Thursday, February 14, 2008

"If Lover...Unrequitted"


If I told you that I loved you and we loved for a year, when it came time for you to go I wonder if you would stay? If the time had come to give you back to the person I had taken you from would you want to go? Or when the time had come would you stay?

If you knew that all my love was for you and only you would you remain with me?

If you knew that I've never loved another, for you are my only true love would you be content and stay with me...I wonder?

But if you decided that my love wasn't enough and you must go I wonder if I'd be able to let you go away so easily?

Wednesday, February 13, 2008

The Length Of Time

How long has it been since we last spoke? Can we speak now or just remain silent. How long is the day that you will speak to me? Upon what hour will I respond?

Time has no measure and measure isn't time. Though I speak in prose and write in rhyme every word I say and write is true.

How long til we meet?

Friday, February 8, 2008

365 Days of the year

I want more than a Sunday kind of love. I want a 365 days of the year kind of love.

Home

Where is the road that leads home? Should we try again or just walk away and leave it alone? Where is the road?

Tuesday, February 5, 2008

Shadow dancing

I take one step you take two. We met. We embrace. We dance the dance of the shadow. I see your lips moving, but I don't hear what you are saying. I see the expressions in your eyes, but not sure what you are trying to say. So I ask do you love me?

In The Shadows

If you look at me you will not see me but the shell of me, but if you look close and into my heart you will see me. I walk into the dark for the light was too bright. Once in the dark, no one could find me. But you knew I was there, for you can see through anything, except the light.

My soul is the key to the inner me it is buried in my heart. I feel the distance between us but am afraid to admit it.

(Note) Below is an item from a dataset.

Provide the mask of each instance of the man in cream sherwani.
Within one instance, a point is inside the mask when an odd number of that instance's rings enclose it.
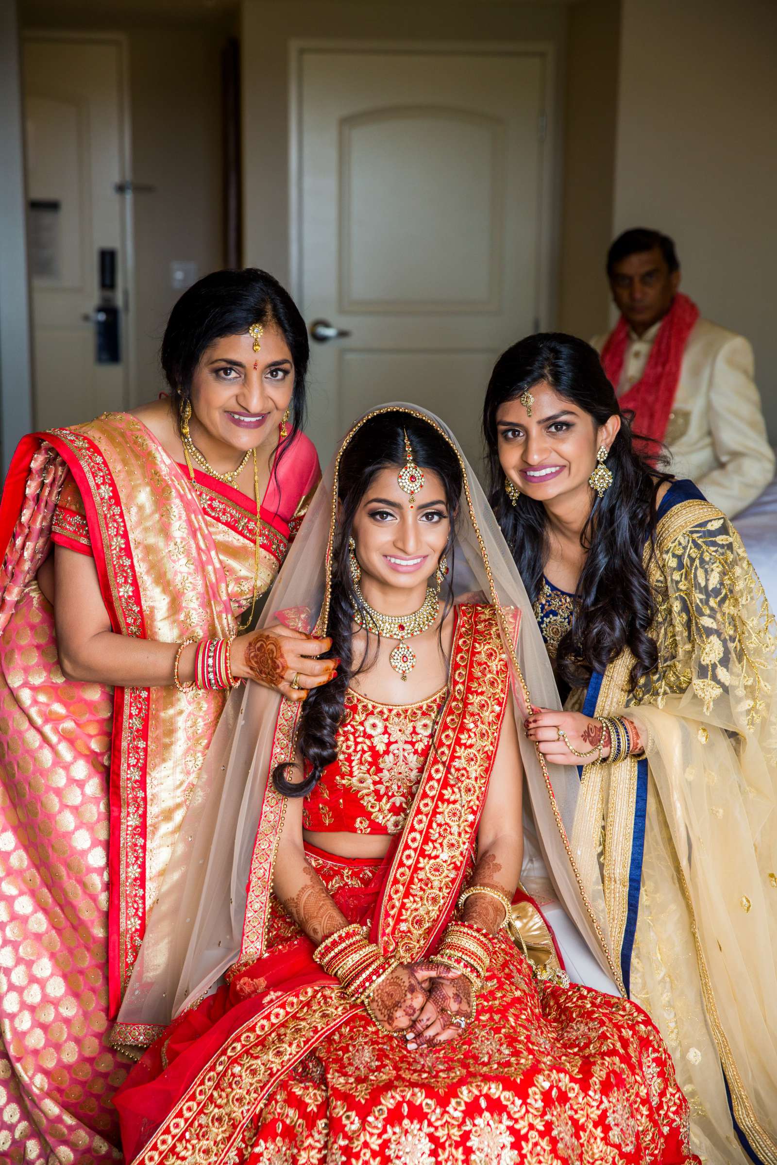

I hide my feelings for you from you, for I'm not sure if you feel the same. So we keep on pretending this way for neither will admit the truth to the other. Afraid to leave the dark for it is the light we don't want to see. The light bares the truth which the dark protects us from.

Still I look around and hope you will find me and will hold me and never let me go. Even though I don't hold your hand, I still imagine that I am holding your heart.

Saturday, February 2, 2008

The Heart

If the heart is the center of life...where is the path to the heart? I walked away and then looked back but you weren't there. We were walking together hand in hand, but then I felt your hand gingerly let go. I kept walking for I hoped you were still there. I looked back and couldn't find you. I hear you calling out my name but I can't see you. I answer but I don't think you hear me for you are still calling out.

If the path to the heart is where love is found...I ask again where is the path to the heart?

Friday, February 1, 2008

The Edge of innocence

Is it reason or is it reality? We had hope...when all there was was a dream. I looked ahead and all I saw was reality. Reality was always there staring me in the face. but I chose not to see.